US 12,131,345 B2
System and method for dealer evaluation and dealer network optimization using spatial and geographic analysis in a network of distributed computer systems
Michael D. Swinson, Santa Monica, CA (US); Christopher James O'Keeffe, Oak Park, CA (US); Daniel Salazar, Torrance, CA (US); and Ludovica Rizzo, Los Angeles, CA (US)
Assigned to TrueCar, Inc., Santa Monica, CA (US)
Filed by TrueCar, Inc., Santa Monica, CA (US)
Filed on Feb. 2, 2021, as Appl. No. 17/165,584.
Application 17/165,584 is a continuation of application No. 15/855,542, filed on Dec. 27, 2017, granted, now 10,963,897.
Claims priority of provisional application 62/440,222, filed on Dec. 29, 2016.
Prior Publication US 2021/0158382 A1, May 27, 2021
This patent is subject to a terminal disclaimer.
Int. Cl.
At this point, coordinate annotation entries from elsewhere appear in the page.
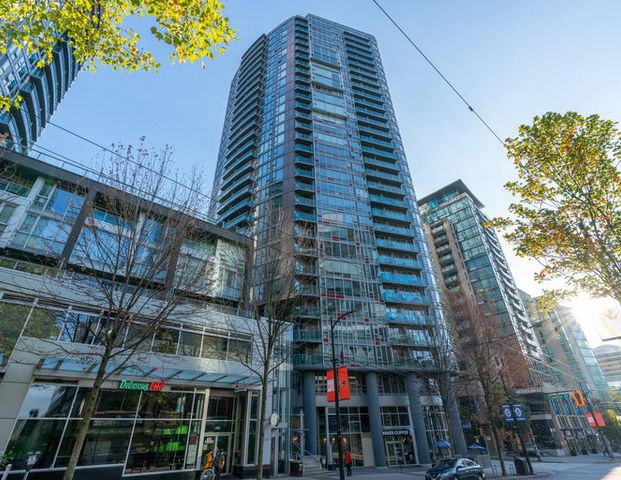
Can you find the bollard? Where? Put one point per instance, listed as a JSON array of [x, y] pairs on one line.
[[5, 475]]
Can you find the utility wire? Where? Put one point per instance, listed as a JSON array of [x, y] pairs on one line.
[[442, 76]]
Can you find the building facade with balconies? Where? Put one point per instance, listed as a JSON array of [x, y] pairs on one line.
[[310, 131]]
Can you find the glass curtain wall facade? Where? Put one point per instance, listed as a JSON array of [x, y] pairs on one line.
[[468, 256], [310, 130], [186, 388], [41, 89]]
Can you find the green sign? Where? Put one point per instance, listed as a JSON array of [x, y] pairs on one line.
[[147, 387]]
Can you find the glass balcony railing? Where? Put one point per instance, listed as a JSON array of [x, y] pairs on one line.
[[403, 279], [405, 246], [382, 227], [398, 261], [394, 296], [409, 317]]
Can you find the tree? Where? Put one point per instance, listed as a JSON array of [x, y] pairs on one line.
[[97, 31], [276, 291], [138, 257], [567, 212], [482, 352]]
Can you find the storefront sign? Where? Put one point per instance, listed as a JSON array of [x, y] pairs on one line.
[[154, 386], [388, 433], [343, 382]]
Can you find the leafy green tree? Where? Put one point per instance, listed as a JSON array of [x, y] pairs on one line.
[[98, 32], [567, 208]]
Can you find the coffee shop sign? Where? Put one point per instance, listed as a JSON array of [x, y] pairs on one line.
[[155, 386]]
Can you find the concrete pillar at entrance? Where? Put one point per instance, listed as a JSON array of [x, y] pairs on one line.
[[375, 419], [310, 411], [13, 389], [416, 409], [457, 433]]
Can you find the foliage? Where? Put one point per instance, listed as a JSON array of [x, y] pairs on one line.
[[98, 32], [567, 208]]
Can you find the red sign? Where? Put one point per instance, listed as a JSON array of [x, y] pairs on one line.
[[598, 421], [343, 381]]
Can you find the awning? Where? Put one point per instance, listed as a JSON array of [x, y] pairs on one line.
[[165, 374]]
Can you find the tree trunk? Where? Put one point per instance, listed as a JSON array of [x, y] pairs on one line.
[[499, 446], [87, 415], [261, 425]]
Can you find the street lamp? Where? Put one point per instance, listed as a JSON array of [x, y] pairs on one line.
[[339, 435]]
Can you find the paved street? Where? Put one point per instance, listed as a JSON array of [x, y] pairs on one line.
[[576, 468]]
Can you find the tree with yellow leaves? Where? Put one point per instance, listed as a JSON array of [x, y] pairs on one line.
[[98, 33], [567, 208]]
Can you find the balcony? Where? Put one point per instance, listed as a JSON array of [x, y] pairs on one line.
[[384, 176], [302, 335], [385, 228], [384, 187], [399, 246], [391, 166], [402, 279], [398, 261], [305, 217], [402, 217], [393, 296], [408, 317]]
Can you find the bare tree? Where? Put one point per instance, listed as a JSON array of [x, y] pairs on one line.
[[275, 292], [139, 255], [482, 351]]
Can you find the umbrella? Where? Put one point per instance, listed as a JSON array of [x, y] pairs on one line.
[[442, 444]]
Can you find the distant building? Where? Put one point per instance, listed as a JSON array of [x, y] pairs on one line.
[[469, 259], [609, 359], [572, 367], [41, 89]]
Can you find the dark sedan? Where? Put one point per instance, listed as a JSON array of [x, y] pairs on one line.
[[455, 469]]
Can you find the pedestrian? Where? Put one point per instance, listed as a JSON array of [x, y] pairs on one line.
[[219, 464], [348, 461]]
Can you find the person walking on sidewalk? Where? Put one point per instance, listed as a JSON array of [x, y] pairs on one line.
[[348, 461]]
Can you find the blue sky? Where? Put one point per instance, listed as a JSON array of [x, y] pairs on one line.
[[511, 60]]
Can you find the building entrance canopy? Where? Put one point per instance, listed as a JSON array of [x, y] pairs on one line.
[[69, 365]]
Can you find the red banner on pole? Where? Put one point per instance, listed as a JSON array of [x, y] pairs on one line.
[[343, 384]]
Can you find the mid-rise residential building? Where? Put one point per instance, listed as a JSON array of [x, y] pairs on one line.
[[310, 132], [572, 366], [609, 360], [187, 390], [41, 90]]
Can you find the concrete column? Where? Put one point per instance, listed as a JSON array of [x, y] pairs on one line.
[[416, 409], [375, 419], [13, 390], [310, 412], [457, 433]]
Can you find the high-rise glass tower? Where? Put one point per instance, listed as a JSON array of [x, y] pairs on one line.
[[310, 130], [41, 90]]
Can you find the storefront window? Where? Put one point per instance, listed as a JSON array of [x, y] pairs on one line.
[[165, 405], [13, 319], [106, 442], [158, 445], [40, 437], [47, 401]]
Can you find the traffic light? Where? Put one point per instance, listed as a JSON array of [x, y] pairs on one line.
[[578, 398]]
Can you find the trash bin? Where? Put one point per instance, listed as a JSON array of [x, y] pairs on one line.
[[296, 468], [521, 467]]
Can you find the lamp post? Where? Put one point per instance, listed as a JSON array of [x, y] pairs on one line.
[[339, 441]]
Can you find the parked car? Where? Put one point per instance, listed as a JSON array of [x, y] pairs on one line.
[[455, 469]]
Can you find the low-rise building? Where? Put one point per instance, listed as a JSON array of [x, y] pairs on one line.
[[186, 390]]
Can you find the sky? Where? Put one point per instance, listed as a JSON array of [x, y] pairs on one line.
[[511, 60]]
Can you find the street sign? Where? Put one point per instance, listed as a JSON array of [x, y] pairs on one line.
[[513, 412]]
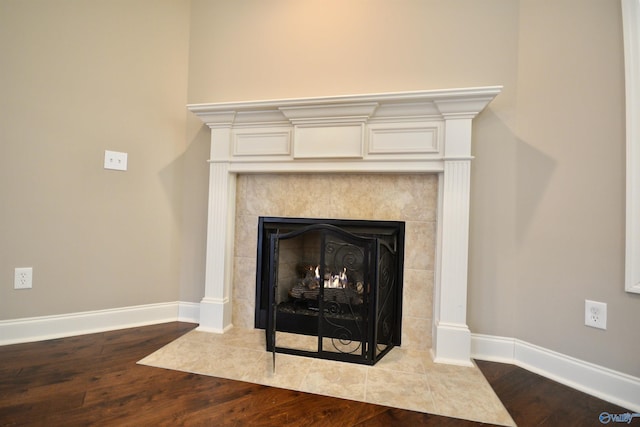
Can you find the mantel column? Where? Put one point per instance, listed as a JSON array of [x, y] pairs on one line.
[[215, 307], [451, 335]]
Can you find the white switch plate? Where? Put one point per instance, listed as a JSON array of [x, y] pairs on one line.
[[23, 278], [115, 160]]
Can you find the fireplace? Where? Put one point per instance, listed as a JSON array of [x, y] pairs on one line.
[[424, 132], [330, 288]]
G06Q 30/02 (2023.01); G06F 16/951 (2019.01); G06Q 30/0201 (2023.01); G06Q 30/0204 (2023.01)
CPC G06Q 30/0205 (2013.01) [G06F 16/951 (2019.01); G06Q 30/0201 (2013.01)] 18 Claims
OG exemplary drawing
 
1. A vehicle data system for determining and utilizing spatial or geography based metrics in a distributed computing environment based on enhanced data obtained from distributed sources, comprising:
a plurality of computing devices coupled to one another, one or more user computer devices, and a plurality of distributed data sources over a network, wherein:
a first computer device of the vehicle data system performs a process including:
obtaining a set of historical transaction data associated with a vehicle make from a first distributed data source, where the set of historical transaction data comprises data on transactions associated with vehicles of the vehicle make;
applying one or more transformations to the set of historical transaction data to create a modified set of historical transaction data that includes additional vehicle data collected from a second distributed data sources by VIN by correlating the additional vehicle data collected from the second distributed data sources with data on transactions of the set of historical transaction data;
determining a competition zone index for a first dealer, a geographic area and a make of vehicle, the competition zone index quantifying the competitiveness of the first dealer in the geographic area, wherein determining a competition zone index comprises determining a distance between the geographic area and the first dealer, a distance between the geographic area and a closest second dealer, and a typical distance traveled from the zip code to purchase a vehicle of the vehicle make;
creating a first training set of historical transaction data, the first training set comprising historical transaction data and modified historical transaction data;
training a universal sales model at a first time using the first training set based on the competition zone;
creating a second training set of historical transaction data, the second training set comprising modified historical transaction datal;
training the universal sales model at a second time using the second training set based on the competition zone;
receiving a request, the request associated with the first dealer and specifying the make;
identifying a set of geographic areas within a distance of the first dealer;
determining a predicted number of sales for the first dealer in a geographic area of the set of geographic areas based on the competition zone index for the first dealer and the universal sales model;
generating an interface providing a visual representation of the geographic area and the predicted number of sales of the geographic area associated with the first dealer and the vehicle make; and
responding to the request by distributing the generated interface over the network.